A radical shift in lunch-making: hot lunch!

After a long absence from documenting my school lunches, I have returned to share my experience with packing hot lunches. Hot lunches? What?! I’ve been packing lunches and snacks for at least a decade but, for some reason, I never tried using an insulated container to pack warm food. I don’t know why—maybe because it’s rarely cold in this part of California. I also typically pack lunches the night before and making a hot lunch requires a level of morning productivity that I don’t always have. However, if the kids ask for the occasional hot lunch, who am I to deny them just because I’m not a morning person?

I decided to test out our new Themos containers with a kid favorite: mac and cheese with peas. When I asked them if their mac and cheese was hot at lunch, their response was: “um, I forgot.” Next, I tried heating up their favorite Progresso soup in the morning and, this time, they assured me that the soup was nice and warm at lunch time. So far so good. Then I tried packing Cup Noodles with edamame and a little seaweed sesame seed sprinkle on top. They loved it! But, the most popular Thermos lunch was yesterday’s serving of leftover pad see ew from our favorite Thai Restaurant, Thai Boat.

Overall, I’ve been pleased with these insulated containers. They hold 16 ounces which is a good size for bigger kids (mine are 12 and 9). They also have a handy fold-up spoon that tucks into the lid. It is recommended that you pre-warm the containers by filling them with hot water, which I’ve been doing.  Because I don’t totally trust my kids conception of “hot”, I packed myself some homemade soup one day for lunch. When I took off the lid, the soup was steaming. Very satisfying!

Slurping Noodles in the Sun

Cup Noodles with tofu, peas, crispy prosciutto, and hoisin sauce

Behold the humble, yet strangely satisfying, Cup Noodles. I don’t buy too many convenience foods, but I admit to a weakness for Cup Noodles. I know Cup Noodles are basically an engineered, sodium-filled, ultra-processed, non-real food and I wouldn’t recommend eating them regularly. However, I do ocassionally indulge in Cup Noodles with fun add-ins, like: peas, tofu, crispy prosciutto, and hoisin sauce. If you’re going to eat something as inexpensive as Cup Noodles, you might as well fancy them up with some delicious add-ins.

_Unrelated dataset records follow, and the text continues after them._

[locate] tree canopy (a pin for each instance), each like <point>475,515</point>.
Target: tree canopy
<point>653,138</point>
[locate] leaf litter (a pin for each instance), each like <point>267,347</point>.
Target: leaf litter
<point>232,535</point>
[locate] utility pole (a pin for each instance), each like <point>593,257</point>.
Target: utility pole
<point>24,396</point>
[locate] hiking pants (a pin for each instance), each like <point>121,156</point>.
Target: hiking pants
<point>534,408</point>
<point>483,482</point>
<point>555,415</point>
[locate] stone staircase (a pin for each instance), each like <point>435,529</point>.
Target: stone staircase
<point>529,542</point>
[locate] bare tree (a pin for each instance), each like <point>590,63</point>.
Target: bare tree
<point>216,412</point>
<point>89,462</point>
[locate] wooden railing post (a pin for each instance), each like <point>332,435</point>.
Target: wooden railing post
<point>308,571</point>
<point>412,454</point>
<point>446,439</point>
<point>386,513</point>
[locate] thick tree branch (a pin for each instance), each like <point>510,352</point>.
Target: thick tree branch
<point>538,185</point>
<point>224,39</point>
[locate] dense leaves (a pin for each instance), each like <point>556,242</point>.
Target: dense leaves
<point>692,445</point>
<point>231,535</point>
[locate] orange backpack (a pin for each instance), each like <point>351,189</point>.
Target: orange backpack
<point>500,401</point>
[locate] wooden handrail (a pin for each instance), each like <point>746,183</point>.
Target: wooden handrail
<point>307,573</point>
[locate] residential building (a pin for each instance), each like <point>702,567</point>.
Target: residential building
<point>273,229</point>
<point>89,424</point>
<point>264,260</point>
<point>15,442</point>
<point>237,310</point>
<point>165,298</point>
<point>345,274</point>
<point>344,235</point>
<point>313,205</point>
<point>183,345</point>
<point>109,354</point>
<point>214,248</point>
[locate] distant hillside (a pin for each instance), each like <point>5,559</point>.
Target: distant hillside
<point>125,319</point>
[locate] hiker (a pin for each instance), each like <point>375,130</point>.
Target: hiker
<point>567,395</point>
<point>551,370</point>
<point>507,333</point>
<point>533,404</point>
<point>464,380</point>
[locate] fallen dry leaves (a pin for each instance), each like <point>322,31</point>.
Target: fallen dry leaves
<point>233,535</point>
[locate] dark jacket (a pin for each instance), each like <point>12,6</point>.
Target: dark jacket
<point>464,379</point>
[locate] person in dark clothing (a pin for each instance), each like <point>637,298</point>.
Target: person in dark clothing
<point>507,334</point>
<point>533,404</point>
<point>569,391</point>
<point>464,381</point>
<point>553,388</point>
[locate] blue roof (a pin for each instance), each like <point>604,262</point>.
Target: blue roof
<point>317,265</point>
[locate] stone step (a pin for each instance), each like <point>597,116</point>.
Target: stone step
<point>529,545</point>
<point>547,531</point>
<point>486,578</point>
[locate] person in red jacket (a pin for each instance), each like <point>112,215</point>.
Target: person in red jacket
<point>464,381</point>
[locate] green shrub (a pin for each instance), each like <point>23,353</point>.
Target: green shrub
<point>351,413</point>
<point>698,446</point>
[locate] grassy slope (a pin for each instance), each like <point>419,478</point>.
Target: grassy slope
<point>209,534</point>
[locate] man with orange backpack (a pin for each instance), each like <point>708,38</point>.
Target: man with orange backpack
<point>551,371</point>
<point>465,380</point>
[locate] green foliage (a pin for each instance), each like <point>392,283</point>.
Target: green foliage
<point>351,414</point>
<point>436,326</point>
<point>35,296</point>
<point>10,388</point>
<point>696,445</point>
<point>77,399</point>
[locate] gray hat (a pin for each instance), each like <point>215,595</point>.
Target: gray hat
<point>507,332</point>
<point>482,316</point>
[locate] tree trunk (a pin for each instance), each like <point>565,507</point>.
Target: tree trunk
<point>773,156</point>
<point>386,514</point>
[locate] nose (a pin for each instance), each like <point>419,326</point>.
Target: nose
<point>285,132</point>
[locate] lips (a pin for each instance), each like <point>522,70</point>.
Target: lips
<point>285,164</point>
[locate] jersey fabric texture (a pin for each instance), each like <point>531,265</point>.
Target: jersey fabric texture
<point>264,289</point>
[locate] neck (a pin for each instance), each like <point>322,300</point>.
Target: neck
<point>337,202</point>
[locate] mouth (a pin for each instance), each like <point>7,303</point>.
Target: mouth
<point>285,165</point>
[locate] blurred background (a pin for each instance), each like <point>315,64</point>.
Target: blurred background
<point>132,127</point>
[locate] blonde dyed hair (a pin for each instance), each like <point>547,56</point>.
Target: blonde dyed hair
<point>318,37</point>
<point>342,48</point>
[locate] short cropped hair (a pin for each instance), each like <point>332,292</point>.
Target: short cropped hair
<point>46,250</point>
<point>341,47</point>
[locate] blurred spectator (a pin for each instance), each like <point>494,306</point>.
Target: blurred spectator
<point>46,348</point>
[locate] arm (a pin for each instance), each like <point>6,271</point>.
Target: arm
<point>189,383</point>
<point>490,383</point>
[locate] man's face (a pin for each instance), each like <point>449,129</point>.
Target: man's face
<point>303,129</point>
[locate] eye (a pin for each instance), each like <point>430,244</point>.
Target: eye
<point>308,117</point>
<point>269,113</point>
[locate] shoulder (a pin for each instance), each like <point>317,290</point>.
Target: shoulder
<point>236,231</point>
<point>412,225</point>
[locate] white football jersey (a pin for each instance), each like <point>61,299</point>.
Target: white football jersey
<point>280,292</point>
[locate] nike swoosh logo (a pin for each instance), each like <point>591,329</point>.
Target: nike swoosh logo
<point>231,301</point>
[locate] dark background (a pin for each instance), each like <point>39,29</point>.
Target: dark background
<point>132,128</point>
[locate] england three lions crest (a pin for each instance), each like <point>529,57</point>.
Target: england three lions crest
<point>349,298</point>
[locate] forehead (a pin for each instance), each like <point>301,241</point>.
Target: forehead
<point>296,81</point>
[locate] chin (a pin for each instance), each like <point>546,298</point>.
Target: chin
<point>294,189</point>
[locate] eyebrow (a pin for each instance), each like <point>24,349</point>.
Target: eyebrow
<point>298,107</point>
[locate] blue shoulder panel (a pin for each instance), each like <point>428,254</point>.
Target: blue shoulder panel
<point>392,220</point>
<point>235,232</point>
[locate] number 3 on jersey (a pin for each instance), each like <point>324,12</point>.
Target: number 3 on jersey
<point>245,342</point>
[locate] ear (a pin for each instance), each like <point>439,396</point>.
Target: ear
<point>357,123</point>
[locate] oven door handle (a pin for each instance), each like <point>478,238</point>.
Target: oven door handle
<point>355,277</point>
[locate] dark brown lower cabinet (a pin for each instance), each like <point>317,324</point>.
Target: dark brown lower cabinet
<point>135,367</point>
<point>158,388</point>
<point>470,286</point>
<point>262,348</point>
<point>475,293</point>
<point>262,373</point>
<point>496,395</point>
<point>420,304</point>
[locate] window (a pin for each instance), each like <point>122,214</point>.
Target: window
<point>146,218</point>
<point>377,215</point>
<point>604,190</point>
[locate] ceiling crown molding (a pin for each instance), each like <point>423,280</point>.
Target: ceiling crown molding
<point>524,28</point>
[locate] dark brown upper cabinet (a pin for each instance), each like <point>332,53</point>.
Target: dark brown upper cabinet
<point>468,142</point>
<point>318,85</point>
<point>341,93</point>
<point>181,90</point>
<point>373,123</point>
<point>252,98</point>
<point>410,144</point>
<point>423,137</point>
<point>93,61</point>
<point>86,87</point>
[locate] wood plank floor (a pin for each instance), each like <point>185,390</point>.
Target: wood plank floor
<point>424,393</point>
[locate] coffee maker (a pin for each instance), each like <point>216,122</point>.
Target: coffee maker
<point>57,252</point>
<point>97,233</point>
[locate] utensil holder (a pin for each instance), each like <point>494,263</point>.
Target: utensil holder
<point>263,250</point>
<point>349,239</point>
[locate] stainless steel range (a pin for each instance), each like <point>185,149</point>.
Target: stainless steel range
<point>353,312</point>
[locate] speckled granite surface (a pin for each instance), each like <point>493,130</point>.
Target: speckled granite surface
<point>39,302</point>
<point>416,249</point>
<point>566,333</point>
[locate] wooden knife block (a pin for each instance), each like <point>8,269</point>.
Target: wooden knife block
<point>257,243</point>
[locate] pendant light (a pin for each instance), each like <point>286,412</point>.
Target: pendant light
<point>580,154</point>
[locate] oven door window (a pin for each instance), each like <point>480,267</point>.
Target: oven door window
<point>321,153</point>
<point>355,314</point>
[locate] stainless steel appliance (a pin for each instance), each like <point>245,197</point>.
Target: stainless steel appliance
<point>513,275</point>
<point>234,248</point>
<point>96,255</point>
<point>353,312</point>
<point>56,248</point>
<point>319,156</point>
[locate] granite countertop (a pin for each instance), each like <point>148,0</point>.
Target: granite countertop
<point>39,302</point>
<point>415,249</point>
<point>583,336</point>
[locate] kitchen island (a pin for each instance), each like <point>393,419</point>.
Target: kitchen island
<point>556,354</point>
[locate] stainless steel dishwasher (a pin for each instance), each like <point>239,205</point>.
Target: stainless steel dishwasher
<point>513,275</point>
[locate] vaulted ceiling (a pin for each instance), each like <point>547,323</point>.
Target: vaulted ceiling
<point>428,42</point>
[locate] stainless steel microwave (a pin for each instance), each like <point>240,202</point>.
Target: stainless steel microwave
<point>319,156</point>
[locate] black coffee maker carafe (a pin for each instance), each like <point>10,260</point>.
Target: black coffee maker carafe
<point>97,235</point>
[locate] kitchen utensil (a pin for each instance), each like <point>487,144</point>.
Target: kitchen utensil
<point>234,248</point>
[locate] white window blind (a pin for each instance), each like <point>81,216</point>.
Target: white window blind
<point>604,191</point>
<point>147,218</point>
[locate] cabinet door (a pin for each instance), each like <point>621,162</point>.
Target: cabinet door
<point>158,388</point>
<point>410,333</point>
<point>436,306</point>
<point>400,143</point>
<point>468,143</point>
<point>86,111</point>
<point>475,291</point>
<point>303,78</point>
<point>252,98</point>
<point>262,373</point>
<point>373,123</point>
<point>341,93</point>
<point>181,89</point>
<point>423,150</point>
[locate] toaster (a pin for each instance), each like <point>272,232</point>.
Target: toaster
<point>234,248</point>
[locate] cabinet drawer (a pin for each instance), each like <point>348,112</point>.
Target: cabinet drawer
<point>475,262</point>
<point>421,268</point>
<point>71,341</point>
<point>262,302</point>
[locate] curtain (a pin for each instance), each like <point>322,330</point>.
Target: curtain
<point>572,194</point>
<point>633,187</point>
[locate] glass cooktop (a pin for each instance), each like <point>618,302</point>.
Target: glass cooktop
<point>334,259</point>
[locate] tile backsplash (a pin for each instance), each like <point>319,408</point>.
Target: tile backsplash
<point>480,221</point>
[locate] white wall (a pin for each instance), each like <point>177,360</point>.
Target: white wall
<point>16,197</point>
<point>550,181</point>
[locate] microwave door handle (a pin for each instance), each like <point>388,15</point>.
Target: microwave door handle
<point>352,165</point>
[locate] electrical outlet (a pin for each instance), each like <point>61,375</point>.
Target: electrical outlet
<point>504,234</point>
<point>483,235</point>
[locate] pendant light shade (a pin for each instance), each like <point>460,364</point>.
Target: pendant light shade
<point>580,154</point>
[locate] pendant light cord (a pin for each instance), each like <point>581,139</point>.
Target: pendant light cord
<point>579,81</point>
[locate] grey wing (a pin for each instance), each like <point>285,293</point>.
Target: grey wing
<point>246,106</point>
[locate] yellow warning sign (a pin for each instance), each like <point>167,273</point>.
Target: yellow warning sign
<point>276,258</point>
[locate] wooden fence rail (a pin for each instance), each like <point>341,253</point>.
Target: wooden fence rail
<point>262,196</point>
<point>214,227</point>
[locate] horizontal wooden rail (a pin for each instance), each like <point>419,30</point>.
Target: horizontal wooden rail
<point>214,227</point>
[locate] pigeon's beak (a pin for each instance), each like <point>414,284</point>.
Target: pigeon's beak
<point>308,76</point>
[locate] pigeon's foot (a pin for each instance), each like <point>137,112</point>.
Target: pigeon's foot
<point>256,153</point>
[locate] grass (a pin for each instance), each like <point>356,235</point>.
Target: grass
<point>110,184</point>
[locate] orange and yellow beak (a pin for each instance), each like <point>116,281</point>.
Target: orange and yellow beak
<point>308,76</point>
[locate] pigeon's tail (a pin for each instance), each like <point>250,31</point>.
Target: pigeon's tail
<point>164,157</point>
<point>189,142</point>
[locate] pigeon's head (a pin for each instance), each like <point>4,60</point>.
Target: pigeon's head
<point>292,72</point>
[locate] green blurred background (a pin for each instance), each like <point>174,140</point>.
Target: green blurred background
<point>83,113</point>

Cup Noodles with tofu, peas, crispy prosciutto, and hoisin sauce
Cup Noodles with tofu, peas, crispy prosciutto, and hoisin sauce

Naturally, the kids love slurping Cup Noodles in the sun.

Iain slurping noodles
Iain slurping noodles
Lily slurping noodles
Lily slurping noodles

Ramen Noodles and A Love of All Things Asian, Especially Condiments

lunch on 11 Sept 2013: cold ramen noodles, pretzels, green pea baked snacks and grapes
lunch on 11 Sept 2013: cold ramen noodles, pretzels, green pea baked snacks and grapes
lunch on 11 Sept 2013: cold ramen noodles, pretzels, green pea baked snacks and grapes

I am crazy about ramen noodles. Especially Japanese restaurant-style ramen noodles served in enormous steaming bowls and loaded with goodies. The kiddos are also crazy about ramen noodles, so for lunch today, I made a little ramen bowl with edamame, corn, teriyaki tofu and scallions. For the sauce, I juiced a lime and combined it with some soy sauce, honey and teriyaki sauce. I always have lots of condiments on hand to spice up a bowl of ramen noodles. You see, I have a thing for Asian condiments. I have, what you might call, a little collection of them:

assorted Asian condiments
assorted Asian condiments

It just so happens that I pretty much fall in love with every Asian cuisine I encounter. Chinese, Vietnamese, Thai, Korean, Japanese, Filipino, Malaysian food: it’s all delicious to me. I have spent years trying to perfect various Asian dishes, hence, my fridge full of condiments. When I was first learning to cook and living by myself in Chicago, I learned all sorts of ancient Vietnamese cooking secrets from my good friend, Ann-Marie, who is also a condiment hoarder. Thanks to Ann-Marie, I am never without a giant bottle of Squid Brand Fish Sauce. In fact, I think of her every time I use it. And, as for soy sauce—you can often find four or five different types in my fridge. Do I really need all these bottles of soy sauce taking up precious space in my already packed refrigerator? But of course I do. Doesn’t everyone need light soy sauce, dark soy sauce, sweet soy sauce, tamari, reduced sodium Kikkoman, etc.? Hey, I’m always ready to stir-fry.

Don’t even get me started on my noodle collection.